O pedido de decisão prejudicial tem por objecto a interpretação do artigo 86.o da Directiva 2001/83/CE do Parlamento Europeu e do Conselho, de 6 de Novembro de 2001, que estabelece um código comunitário relativo aos medicamentos para uso humano (JO L 311, p. 67), conforme alterada pela Directiva 2004/27/CE do Parlamento Europeu e do Conselho, de (JO L 136, p. 34).

2

Este pedido foi apresentado no âmbito de uma acção penal iniciada pelo Anklagemyndigheden (Ministério Público) contra F. Damgaard, jornalista, que é acusado de ter difundido publicamente informações sobre as características e a disponibilidade de um medicamento cuja comercialização não está autorizada na Dinamarca.

Quadro jurídico

Directiva 2001/83

3

O segundo e terceiro considerandos da Directiva 2001/83 referem:

«(2)

Toda a regulamentação em matéria de produção, de distribuição ou de utilização de medicamentos deve ter por objectivo essencial garantir a protecção da saúde pública.

(3)

Todavia, este objectivo deve ser atingido por meios que não possam travar o desenvolvimento da indústria farmacêutica e o comércio de medicamentos na Comunidade.»

4

Nos termos do quadragésimo considerando da mesma directiva:

«As disposições relativas à informação dos doentes devem garantir um elevado nível de protecção dos consumidores, por forma a possibilitar a utilização correcta dos medicamentos, com base numa informação completa e compreensível.»

5

O quadragésimo quinto considerando da referida directiva tem a seguinte redacção:

«A publicidade junto do público em geral de medicamentos vendidos sem receita médica poderia afectar a saúde pública se fosse excessiva e irreflectida. Tal publicidade, aquando da sua autorização, deve portanto satisfazer determinados critérios essenciais, que importa definir.»

6

O título III da Directiva 2001/83, conforme alterada pela Directiva 2004/27 (a seguir «Directiva 2001/83»), diz respeito à introdução dos medicamentos no mercado, enquanto que o título IV da mesma regula o seu fabrico e a sua importação. O título VII desta directiva regulamenta a distribuição por grosso dos medicamentos.

7

O artigo 86.o da Directiva 2001/83, com o qual inicia o seu título VIII, intitulado «Publicidade», dispõe:

«1.   Para efeitos do presente título, entende-se por ‘publicidade dos medicamentos’: qualquer acção de informação, de prospecção ou de incentivo destinada a promover a prescrição, o fornecimento, a venda ou o consumo de medicamentos; abrange, em especial:

a publicidade dos medicamentos junto do público em geral,

a publicidade dos medicamentos junto das pessoas habilitadas a receitá-los ou a fornecê-los,

a visita de delegados de propaganda médica a pessoas habilitadas a receitar ou a fornecer medicamentos,

o fornecimento de amostras de medicamentos,

o incentivo à prescrição ou ao fornecimento de medicamentos, através da concessão, oferta ou promessa de benefícios pecuniários ou em espécie, excepto quando o seu valor intrínseco seja insignificante,

o patrocínio de reuniões de promoção a que assistam pessoas habilitadas a receitar ou a fornecer medicamentos,

o patrocínio de congressos científicos em que participem pessoas habilitadas a receitar ou a fornecer medicamentos, nomeadamente a tomada a cargo das respectivas despesas de deslocação e estadia nessa ocasião.

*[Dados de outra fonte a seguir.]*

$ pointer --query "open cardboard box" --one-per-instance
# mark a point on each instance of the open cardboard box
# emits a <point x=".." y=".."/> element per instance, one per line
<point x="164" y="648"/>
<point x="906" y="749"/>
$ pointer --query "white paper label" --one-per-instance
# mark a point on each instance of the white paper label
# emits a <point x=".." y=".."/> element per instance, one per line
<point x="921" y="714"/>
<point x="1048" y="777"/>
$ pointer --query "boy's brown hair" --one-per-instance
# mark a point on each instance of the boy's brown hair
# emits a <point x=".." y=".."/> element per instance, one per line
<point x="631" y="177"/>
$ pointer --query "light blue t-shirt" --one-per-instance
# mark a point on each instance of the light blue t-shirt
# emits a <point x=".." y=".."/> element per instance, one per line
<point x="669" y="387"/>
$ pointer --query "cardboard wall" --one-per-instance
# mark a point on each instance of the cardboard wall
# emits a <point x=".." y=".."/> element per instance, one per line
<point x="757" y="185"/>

2.   O presente título não abrange:

a rotulagem e a bula dos medicamentos que são abrangidos pelo título V,

a correspondência, eventualmente acompanhada de qualquer documento não publicitário, necessária para dar resposta a uma pergunta específica sobre determinado medicamento,

as informações concretas e os documentos de referência relativos por exemplo, às mudanças de embalagem, às advertências sobre os efeitos secundários no âmbito da farmacovigilância, bem como aos catálogos de venda e às listas de preços, desde que não contenham qualquer informação sobre o medicamento,

as informações relativas à saúde humana ou a doenças humanas, desde que não façam referência, ainda que indirecta, a um medicamento.»

8

O artigo 87.o da mesma directiva prevê:

«1.   Os Estados-Membros devem proibir toda a publicidade de medicamentos para os quais não tenha sido concedida uma autorização de introdução no mercado conforme com o direito comunitário.

2.   Todos os elementos da publicidade dos medicamentos devem estar de acordo com as informações constantes do resumo das características do produto.

3.   A publicidade dos medicamentos:

deve fomentar a utilização racional dos medicamentos, apresentando-os de modo objectivo e sem exagerar as suas propriedades,

não pode ser enganosa.»

Legislação nacional

9

O § 27 b da Lei n.o 656/1995 relativa aos medicamentos (lægemiddellov, Lei consolidada n.o 656/1995) dispõe:

«Não pode ser feita publicidade a medicamentos que não possam ser legalmente comercializados ou distribuídos na Dinamarca.»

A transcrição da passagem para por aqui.